During this lively large-group discussion led by Don Meyer of the Sibling Support Project, participants learned about the concerns and opportunities frequently experienced by siblings of people with disabilities, as well as implications for parents and service providers. Presented by the UC Davis MIND Institute.

Sibling Online Learning Modules: Why are Siblings of People with Disabilities Important? 

This course offers over 15 online learning modules for siblings of people with disabilities to explore available research, services, and supports. Topics include building relationships with service providers, person-centered life course planning, who should make important decisions, supported decision-making, navigating services for my sibling, and much more. Offered by Sibling Resources, a collaboration between Yang-Tan Institute of Cornell University, The Sibling Leadership Network, and SibNY.

Siblings Speak: Maddy and Nathan

In this brief video from the Health Information Center at PACER, Maddy talks about what she wishes more people would understand about her brother, Nathan, what she is most worried about, and more. 

Resources on Sibling Roles and Needs

Sibling Advocacy Toolkit 

This toolkit focuses on the unique roles that siblings play in advocacy for people with disabilities. From connecting with other siblings to make change, to visiting with legislators, siblings offer perspectives that have not always been included in traditional forms or methods of advocacy. Published by the Sibling Leadership Network, this toolkit emerged out of Sibling Policy Forums for adults with disabilities and their siblings that were held in Illinois in March 2014 by the Institute on Disability and Human Development, University of Illinois Chicago.

How to Let Young Siblings Know You Care

The Sibling Support Project asked 50+ adult brothers and sisters of people with disabilities the following: “When you were younger, what did your parents, family members, and service providers do to make you feel special and let you know they cared?” This resource sheet provides their responses in the form of a list of ideas that parents can use.

What Siblings Would Like Parents and Service Providers to Know

Even the most family-friendly agencies often overlook brothers and sisters of individuals with disabilities. The Sibling Support Project facilitated a discussion on SibNet, its online group for adult siblings of people with disabilities, regarding the considerations that siblings want from parents, other family members, and service providers. This resource sheet PDF presents a summary of the themes and recommendations from the discussion.

Resources for Planning and Decision-Making

Center for Future Planning, The Arc of the United States

The Center supports and encourages adults with intellectual and developmental disabilities (IDD) and their families to plan for the future. It provides reliable information and assistance on areas such as person-centered planning, decision-making, housing options, and financial planning. Available resources online include the handout, Tips for Siblings: Getting the Future Planning Conversation Started.

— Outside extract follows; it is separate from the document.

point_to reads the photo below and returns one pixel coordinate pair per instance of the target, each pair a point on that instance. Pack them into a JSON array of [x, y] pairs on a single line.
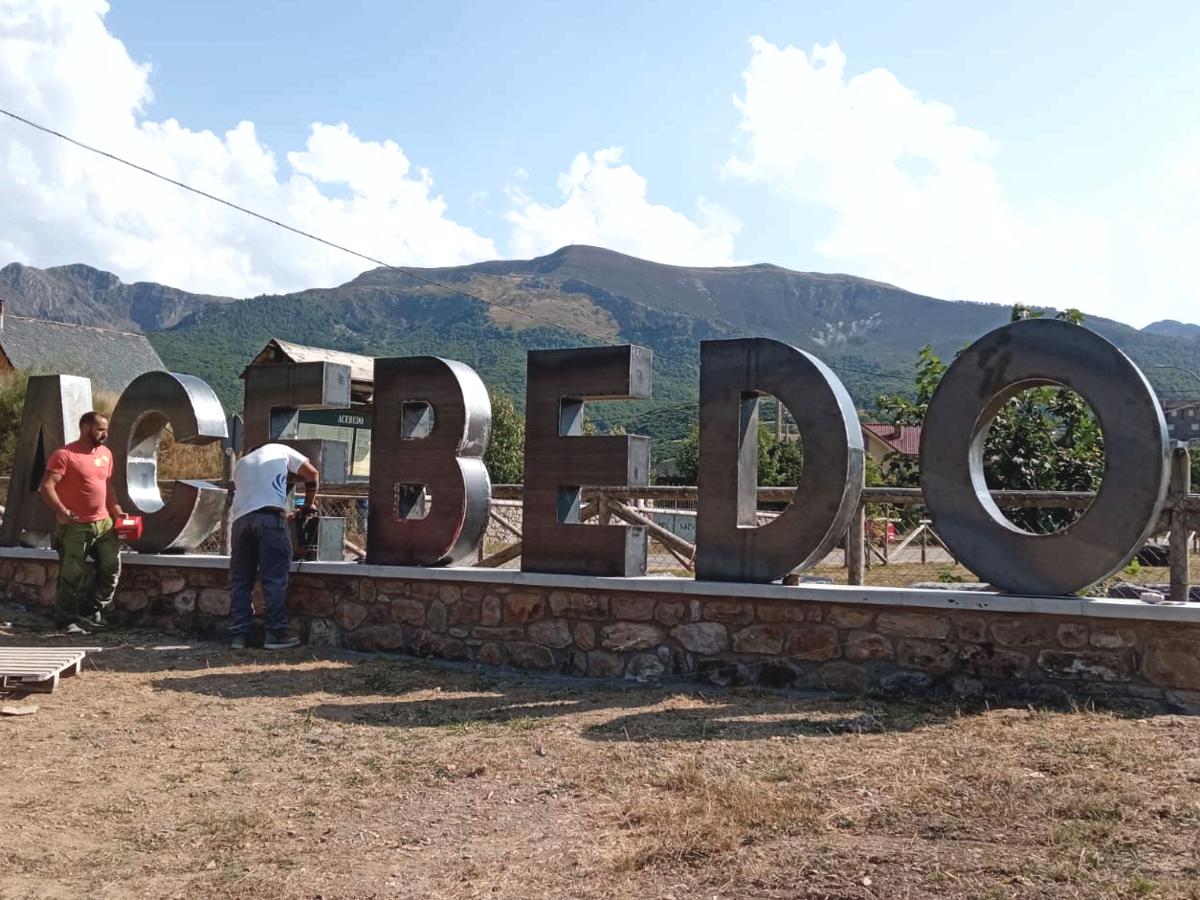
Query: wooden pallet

Impact: Feature Issue on Self-Determination and Supported Decision-Making for People with Intellectual, Developmental and Other Disabilities 

An issue in the Impact series that looks at how people with disabilities are exercising and experiencing self-determination in the U.S. and other countries today, and at the emergence of Supported Decision-Making (SDM) as one way to support individuals with disabilities to exercise self-determination. 

Adult Sibling Toolkit, National Down Syndrome Congress

Just for adult siblings, this toolkit is designed to jump start conversations with parents about becoming more involved in their brother or sister’s life. Siblings can use this information to be an effective advocate and perhaps, caregiver, after their parents are no longer able.